しかし、アベニンに敏感な人は、グルテン不耐性のような有害な症状が出ることがあるので、食事からオーツ麦を排除する必要があります。
また、オーツ麦には小麦など他の穀物が混入している場合があり、セリアック病や小麦アレルギーの方には適しません。
小麦や他の穀物にアレルギーや不耐性のある方は、純粋なオーツ麦として認証されたもののみを購入する必要があります。

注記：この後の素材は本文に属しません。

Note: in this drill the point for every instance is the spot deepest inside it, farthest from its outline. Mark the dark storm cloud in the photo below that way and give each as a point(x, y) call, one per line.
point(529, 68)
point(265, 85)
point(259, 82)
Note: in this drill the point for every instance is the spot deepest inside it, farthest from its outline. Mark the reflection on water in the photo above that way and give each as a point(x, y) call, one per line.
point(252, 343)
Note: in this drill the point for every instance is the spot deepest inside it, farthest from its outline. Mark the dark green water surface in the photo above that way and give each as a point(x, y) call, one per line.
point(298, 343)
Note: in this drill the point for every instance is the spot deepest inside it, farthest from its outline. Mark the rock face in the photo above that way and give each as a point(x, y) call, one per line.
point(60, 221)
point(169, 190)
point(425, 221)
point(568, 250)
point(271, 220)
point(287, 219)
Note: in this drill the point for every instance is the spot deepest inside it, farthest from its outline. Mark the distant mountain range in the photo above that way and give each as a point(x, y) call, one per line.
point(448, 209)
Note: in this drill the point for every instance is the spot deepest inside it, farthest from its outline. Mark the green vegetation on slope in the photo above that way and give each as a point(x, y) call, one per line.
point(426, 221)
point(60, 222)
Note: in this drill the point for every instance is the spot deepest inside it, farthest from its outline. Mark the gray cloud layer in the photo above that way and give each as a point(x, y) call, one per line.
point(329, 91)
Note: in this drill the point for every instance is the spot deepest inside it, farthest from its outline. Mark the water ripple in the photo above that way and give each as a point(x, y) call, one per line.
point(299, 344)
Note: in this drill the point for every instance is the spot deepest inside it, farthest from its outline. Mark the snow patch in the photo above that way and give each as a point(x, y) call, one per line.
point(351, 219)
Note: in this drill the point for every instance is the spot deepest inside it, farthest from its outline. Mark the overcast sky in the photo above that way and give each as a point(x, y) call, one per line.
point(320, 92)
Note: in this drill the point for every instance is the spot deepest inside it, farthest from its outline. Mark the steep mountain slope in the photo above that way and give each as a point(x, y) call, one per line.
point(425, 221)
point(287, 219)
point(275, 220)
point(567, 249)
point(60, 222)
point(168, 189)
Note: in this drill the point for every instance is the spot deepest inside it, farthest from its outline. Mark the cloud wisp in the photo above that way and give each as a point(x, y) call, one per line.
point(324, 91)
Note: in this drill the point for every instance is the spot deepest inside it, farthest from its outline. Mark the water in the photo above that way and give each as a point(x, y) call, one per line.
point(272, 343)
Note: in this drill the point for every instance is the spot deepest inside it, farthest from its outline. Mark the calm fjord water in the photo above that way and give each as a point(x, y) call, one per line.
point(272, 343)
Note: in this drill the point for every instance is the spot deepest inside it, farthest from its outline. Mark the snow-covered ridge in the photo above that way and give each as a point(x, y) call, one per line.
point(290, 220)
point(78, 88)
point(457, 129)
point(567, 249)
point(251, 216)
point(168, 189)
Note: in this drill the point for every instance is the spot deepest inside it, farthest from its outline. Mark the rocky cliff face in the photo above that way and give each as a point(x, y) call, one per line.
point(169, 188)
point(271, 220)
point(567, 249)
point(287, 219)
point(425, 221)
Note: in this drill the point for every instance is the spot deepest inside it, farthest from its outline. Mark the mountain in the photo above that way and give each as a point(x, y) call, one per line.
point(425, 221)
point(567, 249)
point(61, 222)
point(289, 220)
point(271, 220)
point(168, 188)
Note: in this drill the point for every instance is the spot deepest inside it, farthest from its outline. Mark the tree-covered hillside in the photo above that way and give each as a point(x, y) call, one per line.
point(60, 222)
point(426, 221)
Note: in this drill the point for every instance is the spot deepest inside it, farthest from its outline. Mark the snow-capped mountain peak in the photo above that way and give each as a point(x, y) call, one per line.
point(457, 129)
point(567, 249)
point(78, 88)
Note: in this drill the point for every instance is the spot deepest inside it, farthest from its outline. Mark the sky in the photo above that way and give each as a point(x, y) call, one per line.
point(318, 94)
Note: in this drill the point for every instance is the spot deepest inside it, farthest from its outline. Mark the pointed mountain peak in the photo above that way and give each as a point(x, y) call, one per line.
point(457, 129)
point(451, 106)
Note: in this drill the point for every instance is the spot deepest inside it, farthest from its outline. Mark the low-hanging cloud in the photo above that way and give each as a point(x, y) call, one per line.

概要: オーツ麦は通常よく耐えられますが、グルテンに汚染されている可能性があります。グルテンに敏感な人は、純粋で非汚染のオーツ麦のみを摂取する必要があります。
概要
オーツは世界で最も健康的な穀物の一つであり、多くのビタミン、ミネラル、ユニークな植物性化合物の供給源です。
この穀物に含まれる水溶性食物繊維の一種であるβ-グルカンは、多くの健康効果をもたらします。例えば、コレステロールの低下、心臓の健康増進、血糖値やインスリンの反応抑制などです。
さらに、オーツは腹持ちが良いので、食欲を抑え、カロリー摂取を抑えることができるかもしれません。
気になる方は、今日からオーツ麦を食生活に取り入れてみてはいかがでしょう。